Alguns procedimentos devem ser adotados para a coleta de amostras representativas em função do tipo de acondicionamento do resíduo. Para a amostragem em lagoa de resíduos recomenda-se um tipo de amostrador para a coleta. NÃO é recomendável para os resíduos (líquidos ou lodos) em lagoas:
- A)Balde de inox.
Correta para esse contexto, pois o balde de inox pode ser usado na coleta de líquidos e lodos em lagoas sem contaminar tanto a amostra.
- B)Amostrador trier.
Errada, porque o amostrador trier é indicado para materiais sólidos ou semissólidos em recipientes, não para líquidos ou lodos em lagoas.
- C)Caneca amostradora.
Correta para esse contexto, pois a caneca amostradora é útil na retirada de amostras de líquidos e materiais em suspensão.

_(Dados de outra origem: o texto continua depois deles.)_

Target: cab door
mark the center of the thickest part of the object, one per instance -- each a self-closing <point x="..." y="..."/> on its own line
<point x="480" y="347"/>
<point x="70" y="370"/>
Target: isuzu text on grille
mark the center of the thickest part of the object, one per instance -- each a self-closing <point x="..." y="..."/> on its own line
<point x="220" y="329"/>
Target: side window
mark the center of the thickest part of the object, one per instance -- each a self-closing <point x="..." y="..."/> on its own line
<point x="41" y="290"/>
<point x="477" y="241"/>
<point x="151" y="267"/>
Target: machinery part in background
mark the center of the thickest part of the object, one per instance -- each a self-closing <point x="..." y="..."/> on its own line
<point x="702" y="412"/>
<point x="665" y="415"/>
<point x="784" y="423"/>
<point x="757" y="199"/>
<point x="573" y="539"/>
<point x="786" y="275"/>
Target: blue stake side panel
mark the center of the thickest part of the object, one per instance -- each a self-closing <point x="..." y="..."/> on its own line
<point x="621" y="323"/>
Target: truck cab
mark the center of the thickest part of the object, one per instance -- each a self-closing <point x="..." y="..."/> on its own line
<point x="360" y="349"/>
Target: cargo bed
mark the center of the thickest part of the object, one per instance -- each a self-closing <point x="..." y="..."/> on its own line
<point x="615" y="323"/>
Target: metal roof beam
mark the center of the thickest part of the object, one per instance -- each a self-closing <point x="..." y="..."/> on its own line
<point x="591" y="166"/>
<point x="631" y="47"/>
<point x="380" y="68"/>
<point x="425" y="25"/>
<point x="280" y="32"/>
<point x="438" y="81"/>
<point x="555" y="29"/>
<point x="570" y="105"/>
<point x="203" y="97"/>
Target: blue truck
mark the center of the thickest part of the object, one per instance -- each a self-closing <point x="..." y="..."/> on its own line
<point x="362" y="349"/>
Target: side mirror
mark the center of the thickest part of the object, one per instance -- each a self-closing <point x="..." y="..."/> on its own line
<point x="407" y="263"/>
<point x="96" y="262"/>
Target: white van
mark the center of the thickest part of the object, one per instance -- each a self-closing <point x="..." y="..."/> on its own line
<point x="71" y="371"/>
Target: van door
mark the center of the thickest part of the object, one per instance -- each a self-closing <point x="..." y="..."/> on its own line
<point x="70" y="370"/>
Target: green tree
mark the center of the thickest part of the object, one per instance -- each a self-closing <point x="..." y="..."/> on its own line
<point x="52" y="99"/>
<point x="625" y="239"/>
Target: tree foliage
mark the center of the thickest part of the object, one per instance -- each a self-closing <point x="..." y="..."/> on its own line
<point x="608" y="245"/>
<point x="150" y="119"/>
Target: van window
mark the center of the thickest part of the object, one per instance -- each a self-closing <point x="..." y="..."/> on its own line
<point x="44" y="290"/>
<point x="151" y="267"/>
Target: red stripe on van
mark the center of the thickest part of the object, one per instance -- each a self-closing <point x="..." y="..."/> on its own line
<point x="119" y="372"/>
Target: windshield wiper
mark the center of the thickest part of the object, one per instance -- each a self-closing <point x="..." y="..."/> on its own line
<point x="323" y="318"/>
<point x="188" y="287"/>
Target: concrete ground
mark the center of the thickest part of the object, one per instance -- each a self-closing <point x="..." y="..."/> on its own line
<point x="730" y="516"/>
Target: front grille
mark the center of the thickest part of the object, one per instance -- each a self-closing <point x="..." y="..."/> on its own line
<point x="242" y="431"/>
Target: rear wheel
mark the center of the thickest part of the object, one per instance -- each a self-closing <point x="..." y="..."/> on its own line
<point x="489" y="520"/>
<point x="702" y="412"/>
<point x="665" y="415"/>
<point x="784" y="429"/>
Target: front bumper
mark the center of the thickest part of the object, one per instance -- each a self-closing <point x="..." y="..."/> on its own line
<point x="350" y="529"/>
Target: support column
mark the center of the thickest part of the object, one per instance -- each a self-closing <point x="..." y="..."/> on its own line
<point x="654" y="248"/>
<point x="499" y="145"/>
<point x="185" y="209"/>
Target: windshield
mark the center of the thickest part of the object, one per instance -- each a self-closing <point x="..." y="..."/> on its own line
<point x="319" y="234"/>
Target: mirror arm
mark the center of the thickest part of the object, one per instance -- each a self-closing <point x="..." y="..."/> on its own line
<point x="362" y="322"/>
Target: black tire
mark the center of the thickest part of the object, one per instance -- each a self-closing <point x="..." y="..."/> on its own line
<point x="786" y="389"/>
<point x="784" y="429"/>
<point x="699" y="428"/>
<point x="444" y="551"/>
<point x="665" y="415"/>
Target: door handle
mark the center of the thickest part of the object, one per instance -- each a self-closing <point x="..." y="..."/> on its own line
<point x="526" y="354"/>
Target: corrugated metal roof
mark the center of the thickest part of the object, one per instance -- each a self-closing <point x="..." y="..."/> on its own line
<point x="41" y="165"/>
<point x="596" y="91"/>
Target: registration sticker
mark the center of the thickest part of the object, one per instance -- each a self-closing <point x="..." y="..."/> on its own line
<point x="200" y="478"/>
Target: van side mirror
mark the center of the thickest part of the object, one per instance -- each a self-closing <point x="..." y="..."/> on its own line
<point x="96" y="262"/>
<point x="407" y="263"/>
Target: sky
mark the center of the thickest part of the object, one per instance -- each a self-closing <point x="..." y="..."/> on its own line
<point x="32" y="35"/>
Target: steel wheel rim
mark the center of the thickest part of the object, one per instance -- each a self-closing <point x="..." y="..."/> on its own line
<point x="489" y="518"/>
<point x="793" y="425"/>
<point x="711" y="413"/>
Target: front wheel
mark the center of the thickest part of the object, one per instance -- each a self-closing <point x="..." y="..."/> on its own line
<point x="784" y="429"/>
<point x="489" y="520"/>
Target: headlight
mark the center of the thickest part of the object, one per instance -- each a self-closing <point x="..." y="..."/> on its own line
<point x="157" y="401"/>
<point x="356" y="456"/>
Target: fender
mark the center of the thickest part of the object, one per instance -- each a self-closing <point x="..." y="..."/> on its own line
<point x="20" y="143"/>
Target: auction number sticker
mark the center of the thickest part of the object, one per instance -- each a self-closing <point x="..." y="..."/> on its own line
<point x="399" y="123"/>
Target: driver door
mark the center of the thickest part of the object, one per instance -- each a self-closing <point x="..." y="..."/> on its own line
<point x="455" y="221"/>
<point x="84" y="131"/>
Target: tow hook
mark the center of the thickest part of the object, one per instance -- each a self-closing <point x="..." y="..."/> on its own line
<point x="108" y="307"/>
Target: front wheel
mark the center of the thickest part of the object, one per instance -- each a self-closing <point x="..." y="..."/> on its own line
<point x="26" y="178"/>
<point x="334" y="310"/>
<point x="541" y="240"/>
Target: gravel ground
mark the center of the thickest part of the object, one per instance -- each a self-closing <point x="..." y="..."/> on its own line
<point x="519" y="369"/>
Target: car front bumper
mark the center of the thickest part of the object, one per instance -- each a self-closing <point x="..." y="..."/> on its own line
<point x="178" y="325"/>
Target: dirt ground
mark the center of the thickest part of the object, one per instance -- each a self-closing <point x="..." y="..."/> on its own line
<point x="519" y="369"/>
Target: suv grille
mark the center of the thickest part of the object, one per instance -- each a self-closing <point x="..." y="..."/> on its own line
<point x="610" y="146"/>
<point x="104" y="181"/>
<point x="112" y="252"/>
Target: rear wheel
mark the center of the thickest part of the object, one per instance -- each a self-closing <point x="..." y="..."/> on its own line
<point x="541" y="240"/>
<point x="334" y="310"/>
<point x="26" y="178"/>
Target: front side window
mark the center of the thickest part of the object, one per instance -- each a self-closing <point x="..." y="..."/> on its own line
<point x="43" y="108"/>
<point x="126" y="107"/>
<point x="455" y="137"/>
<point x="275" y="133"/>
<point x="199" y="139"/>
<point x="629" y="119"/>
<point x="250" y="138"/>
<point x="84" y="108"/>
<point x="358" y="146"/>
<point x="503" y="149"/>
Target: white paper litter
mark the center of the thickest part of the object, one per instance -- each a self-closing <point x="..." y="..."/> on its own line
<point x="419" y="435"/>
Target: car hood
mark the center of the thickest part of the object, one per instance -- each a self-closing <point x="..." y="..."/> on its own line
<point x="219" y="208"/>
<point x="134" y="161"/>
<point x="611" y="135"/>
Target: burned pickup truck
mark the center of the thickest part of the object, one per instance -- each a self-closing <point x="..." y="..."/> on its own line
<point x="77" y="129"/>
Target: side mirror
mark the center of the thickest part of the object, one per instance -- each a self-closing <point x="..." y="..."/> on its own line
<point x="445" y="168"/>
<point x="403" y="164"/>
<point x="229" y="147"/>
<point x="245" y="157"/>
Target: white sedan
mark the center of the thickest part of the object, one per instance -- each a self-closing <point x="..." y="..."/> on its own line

- D)Garrafa amostradora pesada.
Correta para esse contexto, pois a garrafa amostradora pesada é adequada para coletar líquidos e lodos, especialmente em ambientes mais difíceis.
- E)Garrafa amostradora de profundidades Van Dorn.
Correta para esse contexto, pois a garrafa Van Dorn é usada para amostragem de profundidade em corpos líquidos.
Gabarito: B
Na amostragem de resíduos, o ponto principal é simples: o equipamento precisa combinar com a consistência do material e com o tipo de acondicionamento. Em lagoas de resíduos, o material pode ser líquido ou em forma de lodo, então o amostrador deve permitir coleta segura e representativa, inclusive em diferentes profundidades, sem “pescar” só a parte superficial ou só a crosta de cima. Por isso, em lagoas são comuns instrumentos como balde de inox, caneca amostradora, garrafa amostradora pesada e a garrafa Van Dorn, que ajudam a coletar amostras de líquidos e lodos com mais controle. Já o amostrador trier foi feito para materiais mais secos, granulados ou pastosos em recipientes sólidos, como grãos e compostos, não para ambientes aquáticos ou lodos em lagoa. Ou seja, a banca quer que você identifique o instrumento incompatível com o tipo de resíduo. O erro clássico é pensar apenas em “coletar uma amostra” sem olhar o meio em que ela está. Em perícias e avaliação ambiental, isso pesa muito, porque uma amostra mal coletada pode comprometer toda a conclusão técnica. Então, o gabarito é a letra B, porque o trier não é recomendável para resíduos líquidos ou lodos em lagoas. A lógica é de adequação técnica do equipamento ao material, algo que aparece muito em questões de amostragem e perícia ambiental.